What Is AAA?
AAA stands for Authentication, Authorization and Accounting — the framework that controls network access in three steps: prove who you are, decide what you are allowed to do, and record what you did.
The three A's
- Authentication — who are you? Verifying identity with a password, certificate or token before granting access.
- Authorization — what are you allowed to do? Deciding which commands, resources or areas an authenticated user can use.
- Accounting — what did you do? Logging actions and session details for auditing, billing and forensics.
Why centralise it
Configuring users on every device individually does not scale or stay secure. AAA centralises identity on a server so access is consistent and instantly revocable. The two protocols that carry AAA are RADIUS and TACACS+ — compared in RADIUS vs TACACS+.
AAA in practice
When an engineer logs into a switch, the device asks a AAA server to authenticate them, authorises which commands they can run, and accounts every command for audit. It underpins 802.1X and is core CCNA/CCNP security material. Strengthen authentication further with MFA.

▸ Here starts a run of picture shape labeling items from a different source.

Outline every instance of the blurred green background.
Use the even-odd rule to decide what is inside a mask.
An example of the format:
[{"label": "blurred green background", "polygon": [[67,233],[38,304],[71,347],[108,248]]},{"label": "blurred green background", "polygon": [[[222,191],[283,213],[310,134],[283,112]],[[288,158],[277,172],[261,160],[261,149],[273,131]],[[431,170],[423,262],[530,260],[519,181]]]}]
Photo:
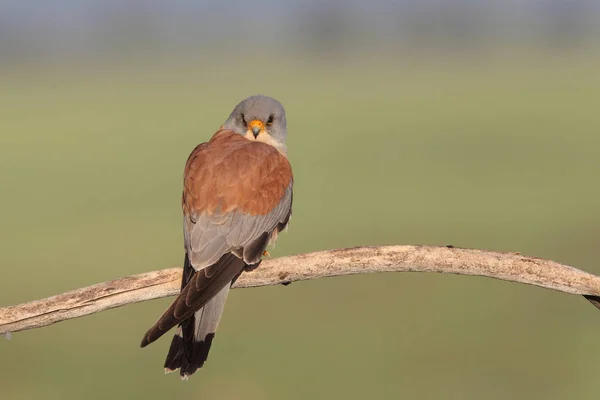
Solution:
[{"label": "blurred green background", "polygon": [[[70,15],[68,2],[55,3],[63,4],[57,15]],[[134,33],[154,32],[151,24],[83,50],[61,47],[63,31],[4,36],[20,40],[4,50],[27,51],[3,52],[0,70],[0,305],[181,265],[185,160],[255,93],[288,112],[294,217],[274,257],[453,244],[600,274],[597,43],[573,40],[567,29],[557,36],[567,41],[523,32],[516,42],[494,36],[472,46],[425,40],[416,29],[408,45],[387,47],[337,35],[348,26],[337,18],[348,15],[344,7],[310,13],[317,26],[341,24],[336,34],[279,26],[288,36],[272,48],[217,37],[172,52],[155,40],[160,48],[138,54],[150,42]],[[98,26],[113,32],[103,19]],[[118,47],[114,37],[135,40]],[[36,52],[27,47],[36,40],[61,46]],[[405,273],[234,290],[207,365],[186,383],[163,376],[169,335],[138,347],[170,301],[0,340],[0,398],[600,392],[600,313],[583,298],[539,288]]]}]

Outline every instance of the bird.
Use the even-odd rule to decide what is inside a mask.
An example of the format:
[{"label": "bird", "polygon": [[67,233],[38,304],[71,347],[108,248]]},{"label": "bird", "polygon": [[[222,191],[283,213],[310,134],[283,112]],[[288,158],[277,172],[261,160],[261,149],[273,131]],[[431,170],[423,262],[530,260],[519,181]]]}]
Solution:
[{"label": "bird", "polygon": [[181,291],[141,342],[145,347],[177,326],[165,373],[179,369],[187,380],[204,365],[231,285],[259,266],[287,227],[294,178],[286,136],[281,103],[254,95],[188,157]]}]

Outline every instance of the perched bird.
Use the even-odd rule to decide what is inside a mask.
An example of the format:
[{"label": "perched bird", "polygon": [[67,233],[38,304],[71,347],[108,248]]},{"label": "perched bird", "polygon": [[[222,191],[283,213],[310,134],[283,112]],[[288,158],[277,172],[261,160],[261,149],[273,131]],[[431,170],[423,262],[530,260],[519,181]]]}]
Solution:
[{"label": "perched bird", "polygon": [[179,325],[165,371],[183,379],[202,367],[229,288],[256,268],[292,214],[292,168],[283,106],[266,96],[239,103],[207,143],[190,154],[183,178],[185,261],[181,292],[145,347]]}]

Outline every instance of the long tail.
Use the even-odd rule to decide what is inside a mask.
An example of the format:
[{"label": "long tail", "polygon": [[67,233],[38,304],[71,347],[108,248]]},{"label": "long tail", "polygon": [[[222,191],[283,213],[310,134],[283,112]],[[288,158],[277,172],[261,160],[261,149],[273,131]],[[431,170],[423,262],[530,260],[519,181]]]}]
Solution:
[{"label": "long tail", "polygon": [[202,368],[219,326],[229,287],[225,286],[204,307],[179,324],[165,360],[165,371],[179,369],[185,378]]},{"label": "long tail", "polygon": [[165,368],[167,371],[179,368],[183,378],[193,374],[208,357],[231,283],[245,267],[243,260],[228,253],[215,264],[196,271],[186,255],[181,293],[146,332],[141,347],[179,325]]}]

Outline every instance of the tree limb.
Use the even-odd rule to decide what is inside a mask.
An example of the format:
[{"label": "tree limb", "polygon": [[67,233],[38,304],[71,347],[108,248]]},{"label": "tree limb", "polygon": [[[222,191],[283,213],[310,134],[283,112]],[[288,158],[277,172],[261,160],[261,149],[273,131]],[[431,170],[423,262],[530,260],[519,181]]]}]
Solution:
[{"label": "tree limb", "polygon": [[[519,253],[433,246],[382,246],[326,250],[265,260],[244,273],[234,287],[288,284],[308,279],[374,272],[441,272],[487,276],[584,295],[600,308],[600,277]],[[0,308],[0,333],[40,328],[55,322],[175,295],[181,268],[127,276],[42,300]]]}]

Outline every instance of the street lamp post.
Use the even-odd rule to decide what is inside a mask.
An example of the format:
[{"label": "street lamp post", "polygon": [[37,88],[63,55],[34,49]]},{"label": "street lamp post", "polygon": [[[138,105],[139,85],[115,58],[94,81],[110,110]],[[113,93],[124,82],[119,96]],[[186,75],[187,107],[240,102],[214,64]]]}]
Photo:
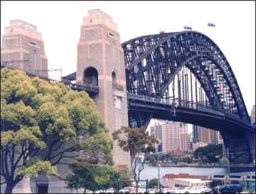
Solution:
[{"label": "street lamp post", "polygon": [[160,190],[160,164],[158,164],[158,188]]}]

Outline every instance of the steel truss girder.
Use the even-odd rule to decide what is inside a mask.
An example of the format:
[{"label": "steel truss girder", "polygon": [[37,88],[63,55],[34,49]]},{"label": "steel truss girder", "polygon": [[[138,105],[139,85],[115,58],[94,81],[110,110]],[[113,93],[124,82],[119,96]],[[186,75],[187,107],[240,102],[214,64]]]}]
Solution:
[{"label": "steel truss girder", "polygon": [[[229,102],[235,102],[237,114],[240,118],[250,120],[228,60],[216,44],[205,35],[196,31],[183,31],[142,36],[124,42],[122,47],[129,93],[161,98],[171,81],[170,77],[177,72],[178,67],[186,65],[191,70],[188,63],[196,58],[198,62],[210,60],[214,64],[213,72],[218,71],[223,79],[215,87],[220,88],[220,84],[227,87],[230,91]],[[211,105],[219,104],[220,96],[224,93],[219,91],[220,93],[218,95],[210,72],[205,71],[203,67],[200,67],[200,69],[206,77],[203,79],[203,76],[193,72],[195,76],[199,82],[202,83],[204,79],[207,83],[207,86],[203,85],[203,89]],[[213,93],[214,98],[209,98]]]}]

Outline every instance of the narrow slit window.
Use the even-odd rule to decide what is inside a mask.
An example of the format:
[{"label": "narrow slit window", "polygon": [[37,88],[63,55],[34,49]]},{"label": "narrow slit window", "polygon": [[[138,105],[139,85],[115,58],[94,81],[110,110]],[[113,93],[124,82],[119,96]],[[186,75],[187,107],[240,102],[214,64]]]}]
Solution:
[{"label": "narrow slit window", "polygon": [[89,57],[90,57],[90,45],[89,45]]}]

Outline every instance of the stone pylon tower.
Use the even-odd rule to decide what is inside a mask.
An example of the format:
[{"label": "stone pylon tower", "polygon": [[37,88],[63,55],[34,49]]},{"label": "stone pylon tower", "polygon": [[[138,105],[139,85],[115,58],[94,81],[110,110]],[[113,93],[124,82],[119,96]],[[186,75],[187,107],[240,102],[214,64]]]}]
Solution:
[{"label": "stone pylon tower", "polygon": [[48,77],[48,61],[42,35],[36,26],[11,20],[4,29],[1,48],[1,65]]},{"label": "stone pylon tower", "polygon": [[[112,137],[121,126],[128,126],[124,53],[117,24],[100,9],[83,18],[78,45],[77,83],[99,87],[94,97],[100,115]],[[116,167],[129,167],[128,152],[114,143]]]}]

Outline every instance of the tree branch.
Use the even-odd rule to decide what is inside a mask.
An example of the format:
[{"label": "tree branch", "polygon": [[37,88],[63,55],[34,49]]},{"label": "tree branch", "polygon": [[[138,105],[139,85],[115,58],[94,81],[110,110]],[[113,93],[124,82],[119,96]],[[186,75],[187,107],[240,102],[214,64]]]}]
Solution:
[{"label": "tree branch", "polygon": [[7,181],[4,181],[4,182],[1,182],[0,184],[2,185],[2,184],[4,184],[4,183],[6,183]]}]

Frequently asked questions
What does AAA stand for?
Authentication, Authorization and Accounting — a security framework that verifies identity, controls what an authenticated user can do, and logs their actions.
What is the difference between authentication and authorization?
Authentication proves who you are (verifying identity). Authorization decides what you are allowed to do once your identity is confirmed.
What protocols are used for AAA?
RADIUS and TACACS+ are the two main AAA protocols. RADIUS is an open standard; TACACS+ is Cisco-developed and separates the three A's more granularly.
Why is AAA important?
It centralises access control, so identity is managed in one place, permissions are consistent, access is instantly revocable, and every action is logged for audit.